In general, manganese is an essential micronutrient for living cells. It is important for the catalytic activity of many antioxidant enzymes (e.g., MnSOD, MnKat, etc.), many metabolic enzymes (e.g., those involved with carbohydrate, amino acid processing, etc.), and gene regulation [46,47,48,49,50]. It was previously shown that L. plantarum possesses manganese transport systems [51,52,53], and intracellular Mn was sequestered via high molecular weight protein-polyphosphate molecules [11,54]. It was also demonstrated that limiting the concentration of phosphate reduces the uptake of Mn(II), which, in turn, increased L. plantarum sensitivity to ROS [7,11,54]. In addition, Mn-complexes (i.e., Mn-pyrophosphates and Mn-polyphoshates) were shown to protect against oxidative damage caused by hydroxyl radical (HO•) generated from H₂O₂ and iron under aerobic conditions [55]. Given the chemistry involved in the generation of HO• from H₂O₂ via “Fenton” or “Haber–Weiss” reactions, a likely scenario for the role of Mn in protecting the MnKat mutant of L. plantarum against the toxicity of hydrogen peroxide might be proposed.

5. Conclusions

• Under aerobic conditions, MnKat is essential for normal aerobic growth of L. plantarum ATCC 14431; it is required for removing endogenous H2O2;
• Inactivation of MnKat results in hyper-sensitivity to added H2O2; and
• Media containing high Mn concentrations (e.g., APT) improves the growth of the MnKat mutant strain (NC1543) relative to that seen in the low Mn medium (e.g., MRS).

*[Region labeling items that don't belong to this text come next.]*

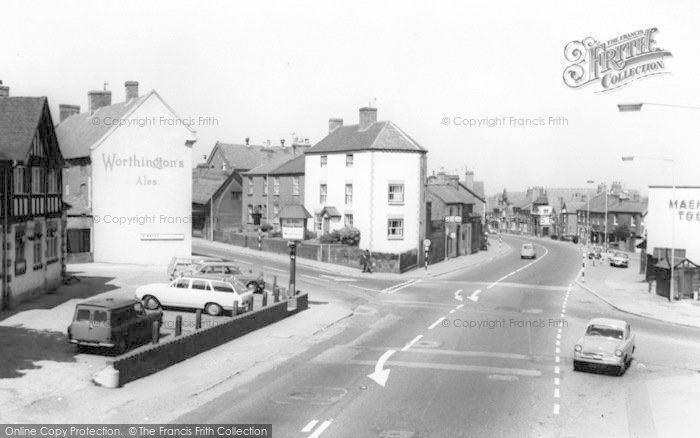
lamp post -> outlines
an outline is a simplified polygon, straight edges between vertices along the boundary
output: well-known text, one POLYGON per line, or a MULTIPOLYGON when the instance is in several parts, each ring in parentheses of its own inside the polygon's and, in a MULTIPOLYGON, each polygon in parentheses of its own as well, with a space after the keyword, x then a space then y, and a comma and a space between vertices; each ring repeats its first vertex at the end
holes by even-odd
MULTIPOLYGON (((641 108, 641 104, 640 108, 641 108)), ((622 111, 622 110, 621 110, 622 111)), ((666 161, 671 163, 671 202, 676 200, 676 162, 670 158, 657 158, 657 157, 640 157, 640 156, 628 156, 622 157, 622 161, 632 161, 635 158, 641 158, 644 160, 654 160, 654 161, 666 161)), ((668 290, 668 300, 673 302, 673 271, 674 265, 676 264, 676 212, 671 209, 671 281, 668 290)))
MULTIPOLYGON (((652 102, 620 103, 617 105, 617 108, 620 110, 620 112, 638 112, 638 111, 642 110, 643 105, 653 105, 653 106, 663 106, 663 107, 669 107, 669 108, 700 110, 700 107, 697 107, 697 106, 673 105, 673 104, 652 103, 652 102)), ((671 163, 671 199, 672 199, 672 201, 675 201, 676 200, 676 162, 670 158, 640 157, 640 156, 622 157, 622 161, 632 161, 635 158, 642 158, 645 160, 665 161, 667 163, 671 163)), ((673 271, 674 271, 674 265, 676 263, 676 217, 675 217, 675 212, 673 209, 671 209, 671 214, 673 215, 673 218, 671 219, 671 262, 669 263, 669 265, 671 266, 671 281, 670 281, 670 286, 669 286, 669 291, 668 291, 668 300, 670 302, 673 302, 673 289, 674 289, 673 288, 673 271)))

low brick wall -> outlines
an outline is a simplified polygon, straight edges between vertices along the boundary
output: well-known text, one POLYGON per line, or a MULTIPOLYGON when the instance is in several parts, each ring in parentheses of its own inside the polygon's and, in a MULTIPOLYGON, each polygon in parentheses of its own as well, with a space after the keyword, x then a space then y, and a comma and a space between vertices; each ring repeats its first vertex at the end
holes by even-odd
POLYGON ((287 301, 281 301, 239 315, 229 322, 172 338, 166 342, 152 345, 146 350, 136 351, 113 363, 114 368, 119 371, 119 386, 156 373, 254 330, 281 321, 287 316, 308 309, 308 307, 308 295, 298 295, 296 309, 288 310, 287 301))

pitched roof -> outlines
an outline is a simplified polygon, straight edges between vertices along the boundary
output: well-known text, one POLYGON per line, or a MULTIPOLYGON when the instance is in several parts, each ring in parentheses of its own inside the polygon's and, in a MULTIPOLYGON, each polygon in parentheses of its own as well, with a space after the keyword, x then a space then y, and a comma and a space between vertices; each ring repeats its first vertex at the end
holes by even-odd
POLYGON ((0 159, 24 161, 46 97, 0 97, 0 159))
POLYGON ((192 203, 206 204, 228 175, 214 169, 192 169, 192 203))
POLYGON ((374 122, 367 129, 360 125, 340 126, 306 151, 307 154, 352 151, 427 152, 392 122, 374 122))
POLYGON ((244 145, 217 141, 212 153, 209 154, 207 164, 210 164, 209 162, 217 150, 221 151, 228 166, 239 172, 252 170, 276 157, 284 157, 289 160, 294 158, 295 153, 293 147, 244 145))
MULTIPOLYGON (((155 92, 151 90, 136 99, 98 108, 95 111, 86 111, 68 117, 56 126, 56 136, 61 147, 61 153, 65 159, 82 158, 90 156, 90 148, 100 141, 110 131, 119 128, 119 124, 105 121, 125 120, 149 97, 156 96, 168 110, 175 112, 155 92)), ((191 132, 192 129, 183 125, 191 132)))

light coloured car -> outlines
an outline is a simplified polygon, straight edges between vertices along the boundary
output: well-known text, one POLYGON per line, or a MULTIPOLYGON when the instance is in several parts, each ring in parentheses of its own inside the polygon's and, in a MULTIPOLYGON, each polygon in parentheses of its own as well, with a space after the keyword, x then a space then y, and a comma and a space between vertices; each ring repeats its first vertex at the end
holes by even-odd
POLYGON ((635 350, 630 325, 619 319, 594 318, 586 334, 574 346, 574 371, 590 368, 613 368, 618 376, 632 363, 635 350))
POLYGON ((610 266, 618 266, 620 268, 629 267, 630 258, 624 252, 615 252, 612 257, 610 257, 610 266))
POLYGON ((523 243, 520 247, 520 258, 521 259, 534 259, 537 257, 537 251, 535 251, 535 245, 532 243, 523 243))
POLYGON ((240 282, 180 277, 170 283, 141 286, 136 289, 136 298, 143 301, 147 309, 184 307, 204 309, 209 315, 218 316, 224 310, 232 310, 234 301, 238 303, 239 312, 250 310, 253 292, 240 282))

• This information will help to guide future investigations into alternative mechanisms for ROS detoxification and broaden studies on the role of Mn-catalases in other members of the LAB group as well as other prokaryotes. The findings will also bring awareness of the need to protect economically important organisms (e.g., LAB and probiotics) against oxidative stress, which is very important in the food fermentation and microbiome studies.